Lab studies have documented the power of this concept, that "when somebody loses a dollar that hurts a lot more than the satisfaction they gain when they get an extra dollar," explains one of the study's authors, John List, a professor of economics at the University of Chicago.
In a randomized experiment, List and his colleagues - Harvard's Roland Fryer, University of Chicago's Steven Levitt, a co-author of Freakonomics, and UC San Diego's Sally Sadoff - randomly selected teachers to participate in a merit pay scheme at nine K-8 public schools in Chicago Heights. Divided into two groups, the "gain" group was promised a reward of up to $8,000 at the end of the school year depending on the percentile improvement in their student test scores. The "loss" group was given $4,000 upfront and signed a contract saying they would pay back any rewards they didn't earn at the end of the year, or they could keep the money plus a bonus up to $8,000 total, depending on their teaching success.

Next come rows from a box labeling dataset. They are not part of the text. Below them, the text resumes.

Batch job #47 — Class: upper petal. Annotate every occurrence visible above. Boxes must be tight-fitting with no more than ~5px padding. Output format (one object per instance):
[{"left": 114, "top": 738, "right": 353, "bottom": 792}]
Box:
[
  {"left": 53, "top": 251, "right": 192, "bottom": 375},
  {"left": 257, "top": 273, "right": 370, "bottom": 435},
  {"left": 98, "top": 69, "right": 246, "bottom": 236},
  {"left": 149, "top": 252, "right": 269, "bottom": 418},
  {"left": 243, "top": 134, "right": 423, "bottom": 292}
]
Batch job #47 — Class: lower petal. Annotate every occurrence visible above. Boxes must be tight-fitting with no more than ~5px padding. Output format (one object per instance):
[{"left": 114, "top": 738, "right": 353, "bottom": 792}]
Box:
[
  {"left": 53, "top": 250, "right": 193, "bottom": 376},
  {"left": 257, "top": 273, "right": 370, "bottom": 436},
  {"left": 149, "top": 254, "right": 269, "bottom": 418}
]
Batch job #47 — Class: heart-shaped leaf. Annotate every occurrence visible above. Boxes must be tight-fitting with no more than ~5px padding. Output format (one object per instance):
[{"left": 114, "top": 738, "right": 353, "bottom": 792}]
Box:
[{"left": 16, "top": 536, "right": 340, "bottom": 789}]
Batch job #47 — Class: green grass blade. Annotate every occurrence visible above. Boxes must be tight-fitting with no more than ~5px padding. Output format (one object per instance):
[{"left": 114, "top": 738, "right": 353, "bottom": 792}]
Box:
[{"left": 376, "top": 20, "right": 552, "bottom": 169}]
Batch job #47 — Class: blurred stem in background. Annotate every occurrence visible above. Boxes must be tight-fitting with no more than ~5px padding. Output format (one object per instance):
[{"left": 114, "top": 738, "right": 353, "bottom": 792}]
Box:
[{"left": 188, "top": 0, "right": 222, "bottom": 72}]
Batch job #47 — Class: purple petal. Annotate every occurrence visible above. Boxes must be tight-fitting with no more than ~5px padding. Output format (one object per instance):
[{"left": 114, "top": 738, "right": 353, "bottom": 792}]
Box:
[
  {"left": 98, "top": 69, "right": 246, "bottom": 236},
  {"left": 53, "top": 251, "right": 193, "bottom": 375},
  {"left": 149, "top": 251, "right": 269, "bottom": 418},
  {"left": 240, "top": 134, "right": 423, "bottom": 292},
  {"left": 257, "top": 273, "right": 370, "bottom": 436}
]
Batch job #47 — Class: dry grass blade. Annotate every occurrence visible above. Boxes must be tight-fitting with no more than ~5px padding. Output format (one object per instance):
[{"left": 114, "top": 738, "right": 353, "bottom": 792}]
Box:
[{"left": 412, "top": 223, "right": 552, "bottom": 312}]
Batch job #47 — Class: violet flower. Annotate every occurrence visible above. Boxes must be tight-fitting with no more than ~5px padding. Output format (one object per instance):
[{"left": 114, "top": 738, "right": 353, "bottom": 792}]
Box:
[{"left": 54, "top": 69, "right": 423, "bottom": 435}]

"The only thing that differed between those two groups was the framing of the reward as a loss or gain," explains Sally Sadoff, assistant professor at the Rady School of Management, University of California, San Diego.
Students whose teachers were part of the "loss" group gained "up to 10 percentile points and seven percentile points on average" in their test scores, says Sadoff.
"This is a very novel concept," List says about applying loss aversion psychology in a business context.
When asked why employers haven't experimented or implemented such a strategy to incentivize their employees, he says "I don't think they realize how important loss aversion is to people. I don't think businesses have a good handle on the power of this approach."
He does admit, however, that once they full understand this idea, many employers' gut reaction is that they could never take money away from their employees - even if they believe loss aversion has merit.
"Loss aversion has been well documented in lab studies and there are suggestions that it influences people's financial decision-making. So it has been found in a lot of areas, but it hasn't really been applied in the context of incentive pay. But we think it has a lot of potential there," says Sadoff.
List believes the concept could translate to a corporate setting to promote business goals and increase productivity, such as for employees in a sales division. In order to apply, though, he insists there be some observable metric, such as widget production or services sold, to measure employees' progress.
In a corporate setting, List still suggests having employees sign a contract, but recommends deducting the amount from payroll or future raises. He believes this would be just as powerful a loss for employees based on research he conducted at a Chinese manufacturing plant.
Based on weekly quotas for factory employees who produced GPS systems and laptop computers, the company either promised a bonus at the end of the week or offered a bonus with the threat of taking it away if goals were not met.
In this experiment, no money was given up front. Instead, List told the workers that the bonus was theirs, but if they didn't perform to expectations, they wouldn't receive that bonus at the end of the week.
"It was all about framing. There wasn't any physical gift of money; we just told them that they provisionally had it. That was powerful enough," says List.
"The workers that received the [offer of] money up front and were threatened to have it taken away produced anywhere from 1% to 5% more than the people who received a typical bonus. It was over a six month period; it had lasting productivity effects," List explains.
Loss aversion could also engage workers to participate in wellness programs. Employers could use the premise to keep employees engaged in a weight loss program, for example, using an individual or team framework.
"There's some suggestive evidence that if you combine the concept of loss aversion with teams, it's even more effective. Especially in a corporate setting, you may not want to pit employees against each other, [but rather] tap into peer pressure and the productivity of teams," explains Sadoff.
For some employees, the pressure of the very incentive could be too much.
"One reason why loss aversion works, probably, is because it carries with it a psychological burden. Teachers did not want to be in the loss group," says Sadoff. "I think they are very sensitive to this idea of having the money and not wanting to lose it, which is exactly what we're counting on."
In fact, 69% of teachers reported they hadn't spent any of the money in March. Some even asked if they needed to deposit the check and said they would rather receive the money at the end of year if they had earned it.
"They put [the money] aside. I think that in their minds, this was a separate pot of money they didn't want to touch," explains Sadoff.
Sadoff explains loss aversion is effective because people are more sensitive to its implications and will therefore increase their productivity.
The question that remains unanswered is whether employee morale suffers and is worth the productive uptick.
In experiments with summer laborers on Midwest farms, List says that the workers in the group incentivized by loss aversion were less likely than those in other groups to return the following year."Some people may be averse to the incentive scheme and might leave the job. That's a potential pitfall you need to think carefully about," advises List.